If you’ve been in the cattle business long you have probably heard of the downer cow syndrome, or chances are, have had a downer cow of your own. This is a very common presentation and vets frequently get called out to examine cows that, for any number of reasons, are down and cannot get up. There is some irony in this condition as the apparent superficial problem is quiet easy to identify – the cow’s inability to rise. However, identifying the underlying cause for her apparent problem can be challenging and complex, hence the term, downer cow ‘syndrome’.
Part of the challenge with the downer cow is that proper examination can be difficult. Pregnancy status can be determined by rectal palpation, the cow can be thoroughly examined for injury or other disease such as mastitis or metritis and simple bloodwork can determine electrolyte status in the case of suspected milk fever or grass tetany. The age and nutritional status of the cow should be considered as well as her proximity to calving. If the cow had difficulty calving or assistance was provided this could predispose her to certain conditions.
Unfortunately, numerous initial disease conditions can result in a downer cow and at times it is a complex interaction of multiple conditions. Furthermore, once a cow is down she becomes susceptible to a cascade of events that may include muscle damage and subsequent organ damage, hip dislocation or other orthopedic injuries as she struggles to get up, as well as dehydration and further electrolyte imbalance from a lack of access to sufficient water and feed.

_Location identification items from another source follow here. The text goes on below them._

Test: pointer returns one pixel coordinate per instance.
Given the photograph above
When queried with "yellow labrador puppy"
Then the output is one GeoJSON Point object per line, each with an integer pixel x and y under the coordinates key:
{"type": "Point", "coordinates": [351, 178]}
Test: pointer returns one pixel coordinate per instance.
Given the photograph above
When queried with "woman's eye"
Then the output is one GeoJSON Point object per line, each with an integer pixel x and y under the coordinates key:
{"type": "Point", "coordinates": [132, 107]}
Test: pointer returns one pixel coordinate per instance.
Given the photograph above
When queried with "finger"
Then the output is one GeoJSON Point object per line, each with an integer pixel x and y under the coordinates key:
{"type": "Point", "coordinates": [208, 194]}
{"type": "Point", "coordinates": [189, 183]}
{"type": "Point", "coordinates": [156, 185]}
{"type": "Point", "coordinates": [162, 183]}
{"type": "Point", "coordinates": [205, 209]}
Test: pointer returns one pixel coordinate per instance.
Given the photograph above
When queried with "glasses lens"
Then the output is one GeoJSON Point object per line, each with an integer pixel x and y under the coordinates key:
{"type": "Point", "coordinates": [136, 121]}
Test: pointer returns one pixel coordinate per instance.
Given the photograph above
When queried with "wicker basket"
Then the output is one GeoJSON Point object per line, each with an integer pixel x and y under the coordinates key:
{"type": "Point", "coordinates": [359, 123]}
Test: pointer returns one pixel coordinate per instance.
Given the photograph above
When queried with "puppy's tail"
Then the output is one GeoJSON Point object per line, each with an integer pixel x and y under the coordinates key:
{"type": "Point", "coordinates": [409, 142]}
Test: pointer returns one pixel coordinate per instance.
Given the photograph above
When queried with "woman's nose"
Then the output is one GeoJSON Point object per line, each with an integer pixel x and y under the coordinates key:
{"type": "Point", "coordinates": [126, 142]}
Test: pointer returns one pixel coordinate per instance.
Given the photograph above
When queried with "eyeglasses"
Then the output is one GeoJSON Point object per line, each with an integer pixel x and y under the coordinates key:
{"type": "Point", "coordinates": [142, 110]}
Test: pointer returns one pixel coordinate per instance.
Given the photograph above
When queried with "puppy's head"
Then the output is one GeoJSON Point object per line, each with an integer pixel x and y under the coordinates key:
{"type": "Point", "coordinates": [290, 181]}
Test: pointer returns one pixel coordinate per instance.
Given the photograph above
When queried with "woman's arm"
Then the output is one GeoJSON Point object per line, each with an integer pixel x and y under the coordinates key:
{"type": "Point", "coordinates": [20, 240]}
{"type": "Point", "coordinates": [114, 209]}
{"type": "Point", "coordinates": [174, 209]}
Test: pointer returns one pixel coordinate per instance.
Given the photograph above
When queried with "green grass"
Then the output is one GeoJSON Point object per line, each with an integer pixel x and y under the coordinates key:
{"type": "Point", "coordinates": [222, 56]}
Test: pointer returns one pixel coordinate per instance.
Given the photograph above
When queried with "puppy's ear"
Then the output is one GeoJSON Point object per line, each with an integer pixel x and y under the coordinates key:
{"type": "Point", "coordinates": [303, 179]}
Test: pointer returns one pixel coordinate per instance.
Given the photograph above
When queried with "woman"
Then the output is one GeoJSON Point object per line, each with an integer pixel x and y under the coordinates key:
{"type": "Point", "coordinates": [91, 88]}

Treatment should be based on the diagnosed condition or most likely condition if a definite diagnosis cannot be made. More common conditions include:  injury to a limb or to the back from a fall or from being ridden by the bull or other cows, calving paralysis from a difficult calving, low electrolyte levels such as calcium, magnesium, phosphorus or potassium, systemic disease such as cancer, mastitis or anaplasmosis or simply from poor nutritional status that may or may not be coupled with old age. The most important aspect in regards to treatment is to administer it promptly. The longer a cow is down, no matter her condition, the poorer her prognosis, understanding that her condition gets more complex as that cascade of secondary events kicks in. For most cows intravenous supplementation with fluids and electrolytes is recommended and may result in an immediate response. Treatment with anti-inflammatories and antibiotics may also be necessary. For those cows that do not respond quickly, periodic lifting and assistance to stand by use of a sling or ‘hip huggers’ may be required. My experience suggests that if the cow is not up within 2-3 days the prognosis becomes grave.
Ultimately prompt, thoughtful treatment and persistence is paramount to getting the downer cow back on her feet. Proper nutrition and mineral supplementation this winter are a good means for prevention.
Darren Loula, DVM, is owner of Christian County Veterinary Service, LLC, a mobile large animal vet clinic.